Paulo et al. have performed the first large-scale analysis of the proteomic and phosphoproteomic alterations in pancreatic stellate cells in response to nicotine. Smoking has been correlated with pancreatic cancer risk. Nicotine is a major component of tobacco and is readily absorbed by the body into the bloodstream. Systemic circulation then delivers nicotine to other organs, where it is similarly taken up with ease. Current research suggests that in the case of the pancreas, nicotine may induce fibrosis, which is common to chronic pancreatitis and metastasis, such as that in pancreatic adenocarcinoma. However, the mechanisms are unclear.
What is known is that nicotine binds to nicotinic acetylcholine receptors (nAChR), in particular α7, resulting in intracellular phosphorylation cascades. The neurotoxin α-Bungarotoxin, derived from the venom of the Taiwanese banded krait, also binds to nAChR. It does so irreversibly and competitively, particularly with the α1, α7, and α9 subunits. As pancreatic stellate cells (PaSC) produce acetylcholine, they are vulnerable to nAChR-mediated responses, and therefore to inhibition by α-Bungarotoxin. Paulo et al. have exploited this to quantify the proteins and phosphorylation sites altered by nicotine and α-Bungarotoxin, to unravel the mechanism by which nicotine contributes to pancreatic disease, using PaSCs.
Initial Western blotting comparing PaSC nAChR expression to expression of the same receptors in the neuroblastoma cell line SH-SY5Y showed higher expression of subunits α7 and α9. This correlated well with the subunits that α-Bungarotoxin will bind to (α1, α7 and α9). Paulo et al. then harvested PaSCs after following 1 hour of serum starvation and a further 12 hours of treatment with either nicotine, α-bungarotoxin or the untreated control group. They lysed the cells for protein extraction and tandem mass tag (TMT)-based mass spectrometry analysis using an Orbitrap Fusion mass spectrometer (Thermo Scientific) coupled to an EASY-nLC 1000 liquid chromatography (LC) pump. In order to perform a phosphorylation analysis, they also enriched the phosphopeptides with TiO2.

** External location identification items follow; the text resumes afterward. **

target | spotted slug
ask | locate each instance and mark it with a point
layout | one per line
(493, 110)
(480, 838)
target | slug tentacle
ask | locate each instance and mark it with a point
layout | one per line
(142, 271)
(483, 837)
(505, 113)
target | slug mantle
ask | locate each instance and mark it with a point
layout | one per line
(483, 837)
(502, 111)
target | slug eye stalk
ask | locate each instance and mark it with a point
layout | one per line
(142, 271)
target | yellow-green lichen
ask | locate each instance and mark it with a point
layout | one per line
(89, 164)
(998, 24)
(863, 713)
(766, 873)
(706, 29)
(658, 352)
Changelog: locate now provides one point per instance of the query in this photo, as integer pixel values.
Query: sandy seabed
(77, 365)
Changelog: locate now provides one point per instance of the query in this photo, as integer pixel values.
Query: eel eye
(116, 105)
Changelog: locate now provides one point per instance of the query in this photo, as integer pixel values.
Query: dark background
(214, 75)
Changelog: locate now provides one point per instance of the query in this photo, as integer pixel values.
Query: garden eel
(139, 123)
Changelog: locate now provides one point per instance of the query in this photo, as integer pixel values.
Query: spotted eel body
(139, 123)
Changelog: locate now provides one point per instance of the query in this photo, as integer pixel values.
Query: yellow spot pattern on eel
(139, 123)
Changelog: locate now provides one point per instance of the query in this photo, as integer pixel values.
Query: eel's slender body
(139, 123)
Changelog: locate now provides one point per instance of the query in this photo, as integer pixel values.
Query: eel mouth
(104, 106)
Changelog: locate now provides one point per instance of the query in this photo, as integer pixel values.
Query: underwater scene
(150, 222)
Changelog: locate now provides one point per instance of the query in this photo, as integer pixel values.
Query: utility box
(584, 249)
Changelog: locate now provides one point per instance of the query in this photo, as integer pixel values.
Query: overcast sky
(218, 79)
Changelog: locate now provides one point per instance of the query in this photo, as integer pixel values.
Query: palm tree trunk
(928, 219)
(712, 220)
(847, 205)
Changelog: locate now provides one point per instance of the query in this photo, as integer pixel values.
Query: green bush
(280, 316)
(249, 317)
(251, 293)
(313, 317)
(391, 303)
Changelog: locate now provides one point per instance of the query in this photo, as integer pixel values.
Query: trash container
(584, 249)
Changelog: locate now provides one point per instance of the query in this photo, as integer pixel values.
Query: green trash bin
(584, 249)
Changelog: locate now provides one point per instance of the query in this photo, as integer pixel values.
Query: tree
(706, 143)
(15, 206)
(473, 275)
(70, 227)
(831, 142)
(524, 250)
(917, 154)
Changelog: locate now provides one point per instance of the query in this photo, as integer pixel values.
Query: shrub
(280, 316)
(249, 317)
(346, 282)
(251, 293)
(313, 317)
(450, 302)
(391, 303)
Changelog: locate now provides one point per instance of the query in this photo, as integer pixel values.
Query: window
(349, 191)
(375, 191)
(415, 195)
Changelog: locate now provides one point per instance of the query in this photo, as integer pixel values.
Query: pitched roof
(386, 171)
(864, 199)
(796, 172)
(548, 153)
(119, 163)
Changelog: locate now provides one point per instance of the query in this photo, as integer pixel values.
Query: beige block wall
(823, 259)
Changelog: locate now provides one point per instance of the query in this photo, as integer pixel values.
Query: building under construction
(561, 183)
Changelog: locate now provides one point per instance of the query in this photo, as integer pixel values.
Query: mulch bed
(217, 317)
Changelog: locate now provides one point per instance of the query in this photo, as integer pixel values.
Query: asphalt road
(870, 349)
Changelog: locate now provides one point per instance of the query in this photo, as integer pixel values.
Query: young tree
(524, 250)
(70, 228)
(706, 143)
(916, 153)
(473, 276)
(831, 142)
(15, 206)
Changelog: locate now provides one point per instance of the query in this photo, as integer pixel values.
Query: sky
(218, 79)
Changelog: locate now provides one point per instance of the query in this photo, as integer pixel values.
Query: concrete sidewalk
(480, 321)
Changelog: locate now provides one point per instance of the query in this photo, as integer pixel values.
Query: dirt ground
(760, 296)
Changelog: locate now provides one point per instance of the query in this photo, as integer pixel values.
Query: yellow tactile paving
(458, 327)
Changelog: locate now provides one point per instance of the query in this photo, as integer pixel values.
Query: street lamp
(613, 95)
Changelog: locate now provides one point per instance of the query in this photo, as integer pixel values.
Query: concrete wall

In total, the investigators quantified over 8,100 proteins and over 16,000 phosphorylation sites across all samples. They found 43 proteins present in greater abundance in nicotine-treated pancreatic cells. Several of these were common to neurons, some were defense proteins, and others such as apolipoprotein B and α-2-macroglobulin are already well defined as biomarkers of chronic pancreatitis. However, proteins were downregulated compared with untreated cells. The downregulated proteins were NEU1 (Sialidase-1), HEXA (β-hexosaminidase subunit alpha) and GLA (α-galactosidase A), all of which function in carbohydrate/lipid catabolism. In the α-bungarotoxin samples, only two proteins were present in greater abundance compared to the untreated cells. These were NRGN and HSBP1, and there were no proteins in lower abundance. Conversely, the researchers found that nicotine altered 132 phosphorylation sites, whereas α-bungarotoxin altered 451.
Paulo et al. suggest that the panel of phosphorylation sites and proteins that their work has generated provides a panel of potential targets that can be further investigated with a more in-depth study of associated pathways.
Paulo, J.A., Gaun, A., and Gygi, S.P. (2015) “Global Analysis of Protein Expression and Phosphorylation Levels in Nicotine-Treated Pancreatic Stellate Cells,” Journal of Proteome Research, 14 (pp. 4246-4256).